Tant que chacun ne fait pas un travail de discernement il trouvera à
bon droit dans les postures inhumaines d'autrui dont il est victime des
raisons suffisantes pour ne pas s'interroger sur sa propre part
d'inhumanité. C'est bien tout l'enjeu de construire politiquement un
espace qui place l'esprit de fraternité au cœur des enjeux du vivre
ensemble inter humain, du con-vivere, pour réussir comme le propose le
manifeste convivialiste reprenant une phrase célèbre de Marcel Mauss à
apprendre à "s'opposer sans se massacrer".
"Il faut trouver du sacré partageable"
Puissent les terribles évènements de ce début d'année nous encourager à
accepter nos désaccords sans conflits et à revisiter la question du
sacré. "Il faut cesser d'amuser le chaland en réduisant ce conflit à
des questions socio-économiques, géopolitiques car, à travers cette
affaire de Charlie Hebdo, on retrouve la question fondamentale qui a
agité toute la culture humaine : que sacralise-t-on ensemble ?", écrit
Abdennour Bidar dans son "Plaidoyer pour la Fraternité" parue au
lendemain des attentats.
"Si on ne met pas au cœur de la vie humaine une conception de la
transcendance, on n'arrivera jamais à faire société.
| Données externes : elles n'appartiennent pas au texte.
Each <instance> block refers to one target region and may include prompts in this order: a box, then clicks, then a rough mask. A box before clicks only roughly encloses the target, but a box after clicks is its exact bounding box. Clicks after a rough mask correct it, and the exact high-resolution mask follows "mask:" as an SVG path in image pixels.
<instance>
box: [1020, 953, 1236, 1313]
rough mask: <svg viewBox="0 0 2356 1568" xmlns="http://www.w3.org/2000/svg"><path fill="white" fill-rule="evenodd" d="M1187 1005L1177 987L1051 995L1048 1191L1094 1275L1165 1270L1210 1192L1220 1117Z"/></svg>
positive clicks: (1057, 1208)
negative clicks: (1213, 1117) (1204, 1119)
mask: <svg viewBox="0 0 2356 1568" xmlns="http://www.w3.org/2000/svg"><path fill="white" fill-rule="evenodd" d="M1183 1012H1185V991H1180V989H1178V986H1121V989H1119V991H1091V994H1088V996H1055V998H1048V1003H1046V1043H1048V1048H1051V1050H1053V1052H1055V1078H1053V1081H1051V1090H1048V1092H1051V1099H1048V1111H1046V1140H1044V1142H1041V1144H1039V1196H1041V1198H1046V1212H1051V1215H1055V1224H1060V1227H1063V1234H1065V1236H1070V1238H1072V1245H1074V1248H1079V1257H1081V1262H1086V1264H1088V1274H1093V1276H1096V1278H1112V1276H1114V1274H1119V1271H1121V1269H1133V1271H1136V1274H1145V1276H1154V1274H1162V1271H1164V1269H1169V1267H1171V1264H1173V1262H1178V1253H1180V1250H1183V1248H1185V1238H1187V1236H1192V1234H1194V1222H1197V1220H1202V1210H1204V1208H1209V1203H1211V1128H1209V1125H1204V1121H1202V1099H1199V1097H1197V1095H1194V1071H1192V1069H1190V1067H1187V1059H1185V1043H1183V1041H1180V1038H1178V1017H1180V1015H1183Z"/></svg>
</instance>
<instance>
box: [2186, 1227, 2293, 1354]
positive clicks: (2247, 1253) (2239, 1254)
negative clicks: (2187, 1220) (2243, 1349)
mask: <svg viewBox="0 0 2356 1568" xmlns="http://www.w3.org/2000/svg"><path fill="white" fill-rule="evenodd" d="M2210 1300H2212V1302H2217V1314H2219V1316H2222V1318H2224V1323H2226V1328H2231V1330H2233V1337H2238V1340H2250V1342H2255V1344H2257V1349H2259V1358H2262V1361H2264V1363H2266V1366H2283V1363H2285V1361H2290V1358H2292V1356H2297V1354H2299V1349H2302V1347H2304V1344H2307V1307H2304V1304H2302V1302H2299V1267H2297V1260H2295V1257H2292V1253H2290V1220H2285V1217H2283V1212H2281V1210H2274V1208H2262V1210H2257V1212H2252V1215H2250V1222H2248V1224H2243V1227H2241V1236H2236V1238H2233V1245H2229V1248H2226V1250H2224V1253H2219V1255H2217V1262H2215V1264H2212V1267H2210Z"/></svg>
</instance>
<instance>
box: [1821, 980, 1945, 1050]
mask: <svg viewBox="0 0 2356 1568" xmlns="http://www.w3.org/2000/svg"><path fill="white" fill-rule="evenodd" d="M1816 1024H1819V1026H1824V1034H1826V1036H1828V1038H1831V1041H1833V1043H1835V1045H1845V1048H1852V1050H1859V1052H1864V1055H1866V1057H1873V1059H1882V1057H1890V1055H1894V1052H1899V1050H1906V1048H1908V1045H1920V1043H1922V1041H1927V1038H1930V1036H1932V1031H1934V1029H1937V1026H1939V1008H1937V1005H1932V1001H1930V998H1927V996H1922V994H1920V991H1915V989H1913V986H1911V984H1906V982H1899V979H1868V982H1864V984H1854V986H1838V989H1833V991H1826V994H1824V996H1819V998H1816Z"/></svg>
La modernité est
ramenée à cet enjeu malgré elle, après une période au cours de laquelle
elle pensait pouvoir reléguer la religion aux oubliettes et fabriquer
de la civilisation humaine avec du sociopolitique et du
technoscientifique, du pain et des jeux".
Conclusion du philosophe : "Il faut trouver du sacré partageable". Et
de citer Paul Ricœur qui à la fin de "Soi-même comme un autre" a cette
formule magnifique : « dans chaque civilisation, il y a des valeurs qui
sont candidates à l'universalité. »
Dans un même élan, il propose que les représentants de toutes les
grandes cultures examinent autour d'une table les candidatures à
l'universalité. Au risque sinon de tomber dans ce que Wilhem Reich
nommait "la peste émotionnelle", en se laissant embarquer dans une
double logique de guerre extérieure et intérieure, la première
alimentant d'autant plus la seconde.